16. The system of claim 13, wherein transforming, by the system, the textual electronic document into multiple different smaller sub-documents comprises, for each given smaller sub-document, linking the given smaller sub-document and data specifying (i) the start reference point and the end reference point of the text of the given smaller sub-document and (ii) a given semantic category of the given smaller sub-document based on the semantic analysis of the text of the given smaller sub-document.

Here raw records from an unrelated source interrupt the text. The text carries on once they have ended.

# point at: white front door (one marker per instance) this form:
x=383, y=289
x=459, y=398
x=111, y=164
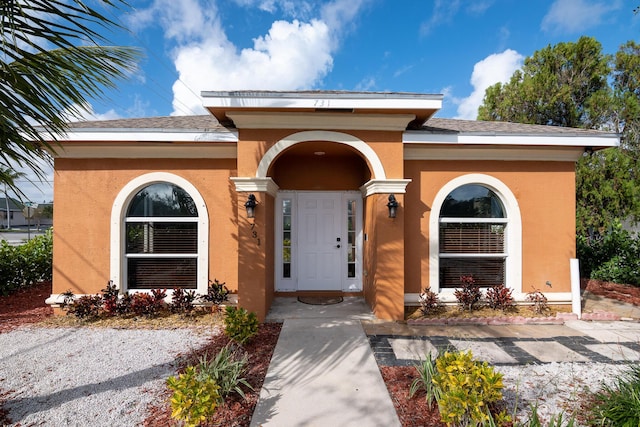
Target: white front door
x=318, y=241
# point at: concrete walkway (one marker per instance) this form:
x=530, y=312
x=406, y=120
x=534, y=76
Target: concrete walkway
x=323, y=372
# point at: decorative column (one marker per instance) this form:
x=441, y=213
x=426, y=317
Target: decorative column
x=385, y=290
x=255, y=245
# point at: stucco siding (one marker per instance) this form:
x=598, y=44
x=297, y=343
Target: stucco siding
x=545, y=192
x=85, y=190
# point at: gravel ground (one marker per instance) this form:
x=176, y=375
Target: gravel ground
x=77, y=377
x=554, y=388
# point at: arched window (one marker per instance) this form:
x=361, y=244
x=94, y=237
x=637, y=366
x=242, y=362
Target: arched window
x=159, y=235
x=472, y=237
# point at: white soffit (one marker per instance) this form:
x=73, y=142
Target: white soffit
x=319, y=100
x=144, y=135
x=146, y=150
x=477, y=152
x=557, y=140
x=334, y=121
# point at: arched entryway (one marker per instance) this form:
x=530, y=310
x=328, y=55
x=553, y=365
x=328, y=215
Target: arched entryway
x=318, y=217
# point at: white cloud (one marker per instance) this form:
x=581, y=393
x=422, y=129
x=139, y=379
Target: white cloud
x=443, y=12
x=495, y=68
x=366, y=84
x=573, y=16
x=293, y=55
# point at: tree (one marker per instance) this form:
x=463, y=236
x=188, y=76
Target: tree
x=576, y=85
x=8, y=178
x=52, y=62
x=561, y=85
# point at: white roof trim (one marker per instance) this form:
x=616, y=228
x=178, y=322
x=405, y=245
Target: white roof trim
x=145, y=135
x=513, y=153
x=333, y=100
x=324, y=121
x=568, y=139
x=381, y=186
x=146, y=151
x=252, y=184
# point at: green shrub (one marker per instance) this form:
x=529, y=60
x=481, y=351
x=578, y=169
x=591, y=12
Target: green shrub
x=555, y=420
x=613, y=256
x=426, y=372
x=27, y=264
x=429, y=302
x=86, y=307
x=619, y=405
x=466, y=389
x=227, y=368
x=194, y=399
x=469, y=295
x=217, y=292
x=539, y=302
x=240, y=325
x=182, y=301
x=500, y=298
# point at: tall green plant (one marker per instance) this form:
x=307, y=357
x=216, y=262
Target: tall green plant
x=619, y=405
x=612, y=256
x=27, y=264
x=227, y=368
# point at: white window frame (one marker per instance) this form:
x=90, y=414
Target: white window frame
x=118, y=257
x=513, y=231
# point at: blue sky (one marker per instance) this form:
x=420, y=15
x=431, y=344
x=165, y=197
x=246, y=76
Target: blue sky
x=452, y=47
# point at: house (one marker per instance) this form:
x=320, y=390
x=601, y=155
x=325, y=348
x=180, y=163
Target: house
x=320, y=192
x=11, y=214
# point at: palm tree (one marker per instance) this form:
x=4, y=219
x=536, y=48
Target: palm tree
x=52, y=60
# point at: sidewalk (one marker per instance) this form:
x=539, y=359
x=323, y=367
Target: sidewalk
x=323, y=372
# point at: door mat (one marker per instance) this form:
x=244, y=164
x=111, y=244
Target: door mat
x=320, y=300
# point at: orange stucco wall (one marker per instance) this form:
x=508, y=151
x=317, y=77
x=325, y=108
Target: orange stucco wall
x=85, y=190
x=545, y=192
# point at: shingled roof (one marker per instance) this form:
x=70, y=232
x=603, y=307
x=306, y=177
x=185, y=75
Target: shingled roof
x=204, y=123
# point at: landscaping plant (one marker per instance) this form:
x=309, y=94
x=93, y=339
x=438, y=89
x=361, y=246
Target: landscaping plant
x=611, y=256
x=429, y=302
x=467, y=389
x=182, y=301
x=538, y=301
x=86, y=307
x=469, y=294
x=426, y=372
x=240, y=325
x=194, y=399
x=468, y=392
x=227, y=368
x=500, y=298
x=148, y=305
x=27, y=264
x=217, y=293
x=619, y=405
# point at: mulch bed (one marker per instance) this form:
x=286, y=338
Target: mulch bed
x=623, y=293
x=25, y=306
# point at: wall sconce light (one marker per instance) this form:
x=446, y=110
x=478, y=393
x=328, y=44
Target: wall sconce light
x=250, y=206
x=393, y=206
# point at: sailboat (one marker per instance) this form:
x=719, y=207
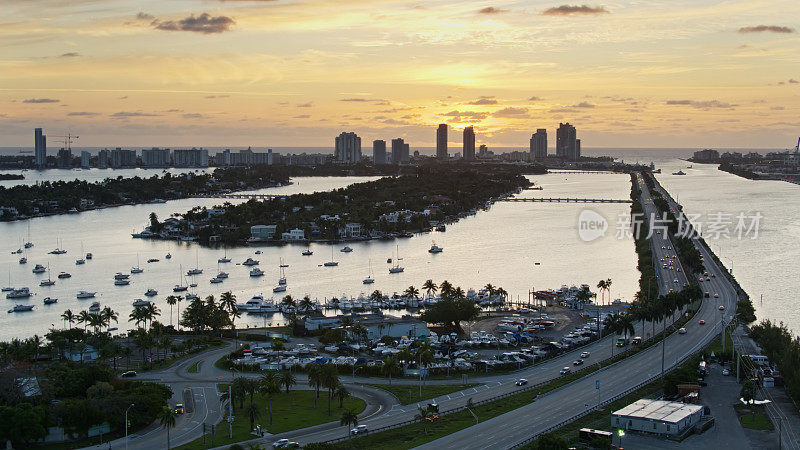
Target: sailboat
x=369, y=279
x=197, y=270
x=396, y=268
x=137, y=269
x=180, y=287
x=331, y=263
x=29, y=244
x=224, y=258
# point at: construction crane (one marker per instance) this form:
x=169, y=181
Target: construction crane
x=68, y=140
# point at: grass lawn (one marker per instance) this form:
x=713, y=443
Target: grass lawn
x=407, y=393
x=289, y=412
x=754, y=417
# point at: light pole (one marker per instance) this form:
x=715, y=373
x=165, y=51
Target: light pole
x=126, y=426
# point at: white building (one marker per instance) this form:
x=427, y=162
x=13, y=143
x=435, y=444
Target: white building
x=657, y=416
x=294, y=235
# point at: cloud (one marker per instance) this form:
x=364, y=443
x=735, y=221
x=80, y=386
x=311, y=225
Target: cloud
x=702, y=104
x=126, y=114
x=484, y=101
x=41, y=100
x=567, y=10
x=491, y=10
x=511, y=112
x=204, y=23
x=766, y=28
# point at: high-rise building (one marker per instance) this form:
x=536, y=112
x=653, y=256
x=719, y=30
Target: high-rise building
x=64, y=160
x=156, y=157
x=190, y=158
x=348, y=148
x=40, y=148
x=379, y=151
x=469, y=144
x=566, y=142
x=539, y=145
x=399, y=151
x=441, y=141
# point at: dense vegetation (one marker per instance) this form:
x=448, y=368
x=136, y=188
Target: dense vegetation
x=449, y=189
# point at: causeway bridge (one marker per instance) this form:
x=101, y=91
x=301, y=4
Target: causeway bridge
x=561, y=200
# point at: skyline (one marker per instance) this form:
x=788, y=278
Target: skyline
x=275, y=74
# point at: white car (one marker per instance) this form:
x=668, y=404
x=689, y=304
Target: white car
x=361, y=429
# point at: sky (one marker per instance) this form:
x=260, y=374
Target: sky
x=636, y=73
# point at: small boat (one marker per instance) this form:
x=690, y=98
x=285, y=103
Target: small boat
x=19, y=293
x=435, y=249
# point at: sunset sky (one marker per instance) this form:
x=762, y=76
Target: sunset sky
x=655, y=73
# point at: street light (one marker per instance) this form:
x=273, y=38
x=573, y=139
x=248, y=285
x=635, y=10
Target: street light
x=126, y=426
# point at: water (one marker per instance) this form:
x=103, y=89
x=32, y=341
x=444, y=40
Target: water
x=498, y=246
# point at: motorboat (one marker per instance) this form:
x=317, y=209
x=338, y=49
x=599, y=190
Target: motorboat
x=435, y=249
x=19, y=293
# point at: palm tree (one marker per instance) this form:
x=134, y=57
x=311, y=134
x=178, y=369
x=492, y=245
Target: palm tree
x=68, y=317
x=269, y=385
x=167, y=420
x=171, y=301
x=349, y=419
x=390, y=367
x=341, y=393
x=430, y=287
x=227, y=302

17. A computer storage medium encoded with a computer program, the program comprising instructions that are operable, when executed by data processing apparatus, to cause the data processing apparatus to perform operations comprising:

obtaining, by a system that is connected between a client device and one or more external large language models (LLMs) that are each external to the system, a textual electronic document;

inserting, by the system, reference points at different locations within the textual electronic document;

semantically processing the textual electronic document using a first language processing neural network with an instruction to identify different sub-portions of the textual electronic document that each correspond to a different semantic category among multiple semantic categories, wherein the semantic processing is performed independent of structural boundaries of the textual electronic document;

identifying, by the system and for each given sub-portion among the different sub-portions of the textual electronic document, a corresponding start reference point and a corresponding end reference point from among the inserted reference points, wherein a start of the given sub-portion is at a first location of the corresponding start reference point, and an end of the given sub-portion is a second location of the corresponding end reference point;

transforming, by the system, the textual electronic document into multiple different smaller sub-documents, wherein each given smaller sub-document contains text of a given sub-portion among the multiple different sub-portions, and wherein each of the multiple different smaller sub-documents complies with an input size limit of the one or more external LLMs;

receiving a document analysis request from the client device; and

in response to receiving the document analysis request from the client device:

identifying a particular smaller sub-document from among the multiple different smaller sub-documents for analysis; and

providing the particular smaller sub-document as input to at least one of the one or more external LLMs.

18. The computer storage medium of claim 17, wherein the operations further comprise:

in response to receiving the document analysis request from the client device:

identifying one or more additional particular smaller sub-documents of two or more additional textual electronic documents;

providing the one or more additional particular smaller sub-documents of two or more additional textual electronic documents as input to at least one of the one or more external LLMs; and

receiving, from the one or more external LLMs, an aggregate analysis of the particular smaller sub-document and the one or more additional particular smaller sub-documents.

19. The computer storage medium of claim 17, wherein semantically processing the textual electronic document further comprises, for each identified different sub-portion:

processing the identified sub-portion using the first language processing neural network with an instruction to identify any additional different sub-portions of the identified sub-portion that each correspond to a different semantic category among multiple semantic categories.

20. The computer storage medium of claim 17, wherein transforming, by the system, the textual electronic document into multiple different smaller sub-documents comprises, for each given smaller sub-document, linking the given smaller sub-document and data specifying (i) the start reference point and the end reference point of the text of the given smaller sub-document and (ii) a given semantic category of the given smaller sub-document based on the semantic analysis of the text of the given smaller sub-document.